Since the Nov. 1 merger of Canadian North and First Air, Amittuq MLA Joelie Kaernerk said he hasn’t heard from one constituent who is satisfied with the airlines joining forces.
It’s particularly unpopular with Hall Beach residents who have to fly south for medical appointments or to the regional hubs on Saturdays, said Kaernerk. A Saturday trip from Hall Beach to Iqaluit entails stops in Iglulik, Arctic Bay, Resolute and then, finally, to Nunavut’s capital.
Kaernerk said he realizes this is due to economics for the airline, but he asked the minister of transportation what he can do about it in the legislative assembly on Wednesday.
David Akeeagok replied, “I believe that what you are bringing up has been something that has been difficult for many travellers.”

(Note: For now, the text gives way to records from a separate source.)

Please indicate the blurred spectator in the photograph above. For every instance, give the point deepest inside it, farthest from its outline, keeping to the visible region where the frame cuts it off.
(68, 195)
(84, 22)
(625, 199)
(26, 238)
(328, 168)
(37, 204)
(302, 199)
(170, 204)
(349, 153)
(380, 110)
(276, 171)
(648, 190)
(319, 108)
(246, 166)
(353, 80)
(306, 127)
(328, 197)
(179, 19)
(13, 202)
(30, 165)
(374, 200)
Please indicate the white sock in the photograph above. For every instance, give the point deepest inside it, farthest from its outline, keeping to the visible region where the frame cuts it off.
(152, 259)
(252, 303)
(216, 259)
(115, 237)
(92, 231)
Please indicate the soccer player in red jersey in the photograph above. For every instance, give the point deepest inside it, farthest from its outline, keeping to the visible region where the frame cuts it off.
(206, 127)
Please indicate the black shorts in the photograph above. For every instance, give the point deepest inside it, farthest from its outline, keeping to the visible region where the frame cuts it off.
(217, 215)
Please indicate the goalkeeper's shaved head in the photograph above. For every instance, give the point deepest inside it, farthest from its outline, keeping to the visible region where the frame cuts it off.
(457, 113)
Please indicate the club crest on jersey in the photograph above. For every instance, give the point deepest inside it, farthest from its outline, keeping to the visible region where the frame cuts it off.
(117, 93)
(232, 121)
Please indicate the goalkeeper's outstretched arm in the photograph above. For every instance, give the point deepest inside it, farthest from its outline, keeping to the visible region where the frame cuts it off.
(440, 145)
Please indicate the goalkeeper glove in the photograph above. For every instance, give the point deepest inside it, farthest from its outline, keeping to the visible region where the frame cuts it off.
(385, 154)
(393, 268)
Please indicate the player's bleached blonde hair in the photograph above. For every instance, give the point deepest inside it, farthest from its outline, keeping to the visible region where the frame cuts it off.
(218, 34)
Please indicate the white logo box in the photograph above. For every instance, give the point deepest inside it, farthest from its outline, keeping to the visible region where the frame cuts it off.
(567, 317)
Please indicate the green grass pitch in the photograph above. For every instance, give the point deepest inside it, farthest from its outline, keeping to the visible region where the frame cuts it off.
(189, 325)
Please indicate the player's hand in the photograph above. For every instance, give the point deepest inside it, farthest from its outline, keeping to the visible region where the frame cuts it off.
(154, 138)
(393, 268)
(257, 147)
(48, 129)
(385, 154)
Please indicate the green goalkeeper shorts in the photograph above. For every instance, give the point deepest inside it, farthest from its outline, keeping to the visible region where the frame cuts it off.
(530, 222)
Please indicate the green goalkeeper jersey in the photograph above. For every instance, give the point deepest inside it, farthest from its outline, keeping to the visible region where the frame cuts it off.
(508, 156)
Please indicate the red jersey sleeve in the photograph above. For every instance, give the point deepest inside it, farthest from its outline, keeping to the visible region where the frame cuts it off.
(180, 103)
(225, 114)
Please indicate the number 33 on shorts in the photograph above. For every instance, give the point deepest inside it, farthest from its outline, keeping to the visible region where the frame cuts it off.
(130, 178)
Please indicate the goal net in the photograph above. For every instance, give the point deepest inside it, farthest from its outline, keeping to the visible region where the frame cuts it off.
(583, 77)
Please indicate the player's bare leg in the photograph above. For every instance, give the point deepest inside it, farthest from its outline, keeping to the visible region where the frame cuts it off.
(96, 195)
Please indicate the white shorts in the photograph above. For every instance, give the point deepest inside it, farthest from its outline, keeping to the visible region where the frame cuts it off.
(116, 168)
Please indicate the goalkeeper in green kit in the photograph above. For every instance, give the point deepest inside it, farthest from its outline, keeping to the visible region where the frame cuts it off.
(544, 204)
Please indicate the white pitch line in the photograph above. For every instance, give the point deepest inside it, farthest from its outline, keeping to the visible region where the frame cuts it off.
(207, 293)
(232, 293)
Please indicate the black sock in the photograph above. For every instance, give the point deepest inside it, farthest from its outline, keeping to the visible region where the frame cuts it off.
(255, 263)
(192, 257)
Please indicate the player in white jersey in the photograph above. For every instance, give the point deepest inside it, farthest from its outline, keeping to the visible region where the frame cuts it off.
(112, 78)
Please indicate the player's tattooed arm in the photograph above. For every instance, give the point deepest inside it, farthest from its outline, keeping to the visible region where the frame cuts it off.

Akeeagok said he has raised the issue with the head of the federally-created committee that is overseeing the effects of the airline merger, but there’s little that can be done.
“The airline is the one that runs their business. We are not able to do anything about that,” he said.
Akeeagok said there’s not necessarily much flexibility when booking travel for health purposes either.
“For the medical travel patients from Hall Beach or Iglulik, the nurses know if they have
the patients fly on a Saturday, they’re going to take that long route, but they have to
consider the wishes of the doctor as well,” the transportation minister said. “I don’t think we can just stop that. When someone needs to go to the hospital, they will have to use that plane to get to the hospital. We’re trying to look at it from different perspectives, especially for our elders who have to fly.”
However, Akeeagok added that his department, combined with the Department of Health and the Department of Community and Government Services, is planning to hire an employee to keep an eye on airline merger developments and possible improvements that could be made.
“The three departments are always looking and monitoring the situation,” he said.